Quanto alla conoscenza dello stato di insolvenza, la stessa è stata desunta dall'andamento stesso dei rapporti bancari, così come risultanti dalla Centrale Rischi, da un protesto e dal fatto che il c/c intrattenuto con quell'istituto di credito fosse di fatto "congelato", oltre che comunque per la semplice lettura dei bilanci da parte di un soggetto competente come la banca.
Quanto alle rimesse revocabili, innanzitutto non sono stati considerati a decurtazione gli insoluti, per mancanza di data certa. E questo è un aspetto molto importante. La sentenza nulla dice circa il modo in cui sono state determinate le rimesse revocabili, sicuramente invece analizzate dalla CTU, che il giudice ha condiviso. Escluso in ogni caso la rivalutazione monetaria.

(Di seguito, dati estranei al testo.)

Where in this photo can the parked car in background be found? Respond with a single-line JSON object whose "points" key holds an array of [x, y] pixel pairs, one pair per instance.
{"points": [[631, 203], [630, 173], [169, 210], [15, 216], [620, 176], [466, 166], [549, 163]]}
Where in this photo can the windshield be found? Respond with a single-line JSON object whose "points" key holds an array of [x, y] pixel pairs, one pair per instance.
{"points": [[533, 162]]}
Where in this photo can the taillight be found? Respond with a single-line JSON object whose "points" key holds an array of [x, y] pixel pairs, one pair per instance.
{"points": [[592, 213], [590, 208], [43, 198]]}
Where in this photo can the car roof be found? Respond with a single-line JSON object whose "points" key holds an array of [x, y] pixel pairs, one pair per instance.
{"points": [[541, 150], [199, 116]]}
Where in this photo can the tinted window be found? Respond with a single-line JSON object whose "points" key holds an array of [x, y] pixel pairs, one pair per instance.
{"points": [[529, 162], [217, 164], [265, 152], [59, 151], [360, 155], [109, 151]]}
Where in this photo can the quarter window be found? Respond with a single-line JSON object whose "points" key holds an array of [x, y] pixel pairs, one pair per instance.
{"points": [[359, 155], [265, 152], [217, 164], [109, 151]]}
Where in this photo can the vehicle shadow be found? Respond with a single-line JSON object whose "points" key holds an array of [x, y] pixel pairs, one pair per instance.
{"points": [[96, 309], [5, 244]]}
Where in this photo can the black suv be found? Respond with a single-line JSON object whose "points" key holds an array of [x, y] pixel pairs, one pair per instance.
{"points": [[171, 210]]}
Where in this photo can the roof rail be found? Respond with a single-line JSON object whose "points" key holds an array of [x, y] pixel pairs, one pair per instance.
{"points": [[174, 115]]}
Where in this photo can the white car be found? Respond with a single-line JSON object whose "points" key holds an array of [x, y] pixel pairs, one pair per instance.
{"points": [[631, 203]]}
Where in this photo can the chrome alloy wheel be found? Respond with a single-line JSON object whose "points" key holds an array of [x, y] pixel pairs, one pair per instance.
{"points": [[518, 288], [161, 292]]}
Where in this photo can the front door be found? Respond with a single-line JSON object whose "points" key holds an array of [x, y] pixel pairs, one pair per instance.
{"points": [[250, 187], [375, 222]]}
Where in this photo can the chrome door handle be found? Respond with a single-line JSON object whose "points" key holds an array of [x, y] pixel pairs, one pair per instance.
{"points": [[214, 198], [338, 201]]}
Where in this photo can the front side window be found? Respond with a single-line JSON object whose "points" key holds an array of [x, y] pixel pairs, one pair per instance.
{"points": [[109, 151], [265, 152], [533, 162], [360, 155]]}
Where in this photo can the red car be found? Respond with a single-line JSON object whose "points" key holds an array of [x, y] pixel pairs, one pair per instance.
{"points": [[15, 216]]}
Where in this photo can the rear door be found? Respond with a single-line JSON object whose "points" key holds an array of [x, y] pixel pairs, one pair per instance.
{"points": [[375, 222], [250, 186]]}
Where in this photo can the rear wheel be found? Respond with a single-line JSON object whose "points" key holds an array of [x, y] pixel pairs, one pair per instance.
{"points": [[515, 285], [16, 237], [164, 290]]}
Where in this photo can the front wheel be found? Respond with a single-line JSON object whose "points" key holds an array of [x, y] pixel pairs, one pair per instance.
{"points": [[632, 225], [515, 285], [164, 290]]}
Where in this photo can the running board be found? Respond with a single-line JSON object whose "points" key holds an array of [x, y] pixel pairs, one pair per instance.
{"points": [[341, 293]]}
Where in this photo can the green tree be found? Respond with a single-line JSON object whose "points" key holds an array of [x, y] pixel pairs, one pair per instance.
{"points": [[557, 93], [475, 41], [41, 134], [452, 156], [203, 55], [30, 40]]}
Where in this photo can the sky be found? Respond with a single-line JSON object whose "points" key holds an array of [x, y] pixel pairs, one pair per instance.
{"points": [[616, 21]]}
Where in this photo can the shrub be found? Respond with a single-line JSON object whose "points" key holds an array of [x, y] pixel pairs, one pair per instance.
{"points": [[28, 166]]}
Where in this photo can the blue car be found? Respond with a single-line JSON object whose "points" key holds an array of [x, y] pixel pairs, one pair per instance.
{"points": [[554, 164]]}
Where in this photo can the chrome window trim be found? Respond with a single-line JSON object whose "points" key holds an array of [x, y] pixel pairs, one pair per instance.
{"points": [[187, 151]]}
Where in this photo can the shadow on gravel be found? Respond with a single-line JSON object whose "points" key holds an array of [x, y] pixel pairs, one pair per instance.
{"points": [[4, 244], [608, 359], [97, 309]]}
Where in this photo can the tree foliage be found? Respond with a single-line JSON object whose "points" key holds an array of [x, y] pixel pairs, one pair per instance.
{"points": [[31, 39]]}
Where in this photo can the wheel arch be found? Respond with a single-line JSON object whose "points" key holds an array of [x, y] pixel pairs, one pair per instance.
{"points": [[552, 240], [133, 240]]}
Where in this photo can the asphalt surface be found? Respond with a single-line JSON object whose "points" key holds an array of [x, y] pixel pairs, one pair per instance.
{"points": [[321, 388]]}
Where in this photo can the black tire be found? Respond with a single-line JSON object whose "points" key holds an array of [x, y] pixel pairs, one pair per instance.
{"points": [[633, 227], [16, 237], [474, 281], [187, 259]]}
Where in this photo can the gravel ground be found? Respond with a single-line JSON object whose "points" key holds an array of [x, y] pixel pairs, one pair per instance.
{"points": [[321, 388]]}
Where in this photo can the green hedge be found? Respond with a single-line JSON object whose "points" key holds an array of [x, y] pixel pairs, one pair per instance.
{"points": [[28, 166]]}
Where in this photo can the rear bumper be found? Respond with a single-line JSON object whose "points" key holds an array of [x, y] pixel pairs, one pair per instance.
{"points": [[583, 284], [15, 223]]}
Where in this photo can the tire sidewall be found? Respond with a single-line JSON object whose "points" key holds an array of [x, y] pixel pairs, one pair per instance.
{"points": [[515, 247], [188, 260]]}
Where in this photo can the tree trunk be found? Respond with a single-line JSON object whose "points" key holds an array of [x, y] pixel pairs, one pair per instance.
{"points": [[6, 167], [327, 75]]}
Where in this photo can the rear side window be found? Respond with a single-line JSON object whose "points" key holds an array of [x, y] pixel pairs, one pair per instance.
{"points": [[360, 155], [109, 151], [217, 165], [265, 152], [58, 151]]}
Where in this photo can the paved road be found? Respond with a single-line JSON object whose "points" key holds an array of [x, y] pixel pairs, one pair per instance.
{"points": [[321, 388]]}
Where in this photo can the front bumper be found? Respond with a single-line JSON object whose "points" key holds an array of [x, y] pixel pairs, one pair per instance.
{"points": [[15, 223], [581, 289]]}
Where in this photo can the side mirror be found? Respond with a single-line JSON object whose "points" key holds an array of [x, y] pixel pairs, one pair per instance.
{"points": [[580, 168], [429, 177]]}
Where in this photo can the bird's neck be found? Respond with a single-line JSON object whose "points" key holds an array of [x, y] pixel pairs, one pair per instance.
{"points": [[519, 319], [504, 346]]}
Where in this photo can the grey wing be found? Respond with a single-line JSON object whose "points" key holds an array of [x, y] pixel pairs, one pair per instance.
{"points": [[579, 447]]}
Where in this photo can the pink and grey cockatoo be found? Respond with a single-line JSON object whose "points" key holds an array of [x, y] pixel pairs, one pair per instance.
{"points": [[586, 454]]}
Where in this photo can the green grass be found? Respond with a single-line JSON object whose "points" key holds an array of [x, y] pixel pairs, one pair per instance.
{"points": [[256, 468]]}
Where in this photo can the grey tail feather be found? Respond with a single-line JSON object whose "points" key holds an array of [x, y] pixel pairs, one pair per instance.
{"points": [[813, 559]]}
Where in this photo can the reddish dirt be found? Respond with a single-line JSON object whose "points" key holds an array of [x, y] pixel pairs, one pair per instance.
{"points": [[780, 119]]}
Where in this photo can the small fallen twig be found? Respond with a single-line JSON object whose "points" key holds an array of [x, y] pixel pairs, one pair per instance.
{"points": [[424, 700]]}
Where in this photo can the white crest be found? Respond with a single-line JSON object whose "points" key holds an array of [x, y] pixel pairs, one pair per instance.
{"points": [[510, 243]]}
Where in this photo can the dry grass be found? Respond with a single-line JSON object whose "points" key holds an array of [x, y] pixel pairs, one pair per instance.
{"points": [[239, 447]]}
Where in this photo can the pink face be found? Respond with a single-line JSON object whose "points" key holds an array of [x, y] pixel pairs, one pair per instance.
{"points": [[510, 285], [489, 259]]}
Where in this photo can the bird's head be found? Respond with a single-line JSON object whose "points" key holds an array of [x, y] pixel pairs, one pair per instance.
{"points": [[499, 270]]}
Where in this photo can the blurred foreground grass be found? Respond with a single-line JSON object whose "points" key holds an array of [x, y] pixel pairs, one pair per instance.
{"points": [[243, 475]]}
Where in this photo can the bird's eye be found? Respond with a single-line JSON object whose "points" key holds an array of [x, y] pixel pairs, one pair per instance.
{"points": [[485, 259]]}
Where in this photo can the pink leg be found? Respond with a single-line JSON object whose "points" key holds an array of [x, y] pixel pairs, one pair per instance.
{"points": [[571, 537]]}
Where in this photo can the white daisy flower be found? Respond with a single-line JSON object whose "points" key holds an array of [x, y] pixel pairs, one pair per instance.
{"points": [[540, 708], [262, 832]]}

Merita infine di essere segnalata la statuizione riguardante il tema della legittimazione passiva degli istituti convenuti (ovvero, più propriamente, della titolarità passiva del rapporto controverso). A fronte del coinvolgimento in giudizio del Monte dei Paschi di Siena - quale ente che nel maggio 2008 aveva incorporato l'originaria Banca Antonveneta - congiuntamente con la rediviva Banca Antonveneta medesima, cessionaria del ramo d'azienda bancaria e pertanto soggetto ipoteticamente titolare del rapporto controverso, il Tribunale ha ritenuto che "l'iniziativa del fallimento di convenire in giudizio entrambe è del tutto giustificata, non essendo possibile per un terzo comprendere ex ante se il rapporto per cui è causa fosse ricompreso o meno nella cessione di ramo d'azienda avvenuta tra le due banche". La precisazione del Tribunale assume particolare rilievo, seppure il tema poi abbia riverberato effetti solo ai fini della regolamentazione delle spese, essendo i due istituti alfine definitivamente confluiti in data 28 aprile 2013 - e cioè in corso di lite - in unico soggetto, per definitiva fusione per incorporazione nella capogruppo. È difatti nota la spinosa tematica del coinvolgimento giudiziario di più imprese bancarie laddove esse siano variamente coinvolte in operazioni societarie - fenomeno che da almeno due decenni ha interessato il mercato del credito italiano - la cui complessità rende spesso ardua per i terzi la corretta individuazione del soggetto titolare del rapporto giuridico contestato. Di tali problematiche il Tribunale ben si è reso conto, con statuizione da ritenersi del tutto ragionevole.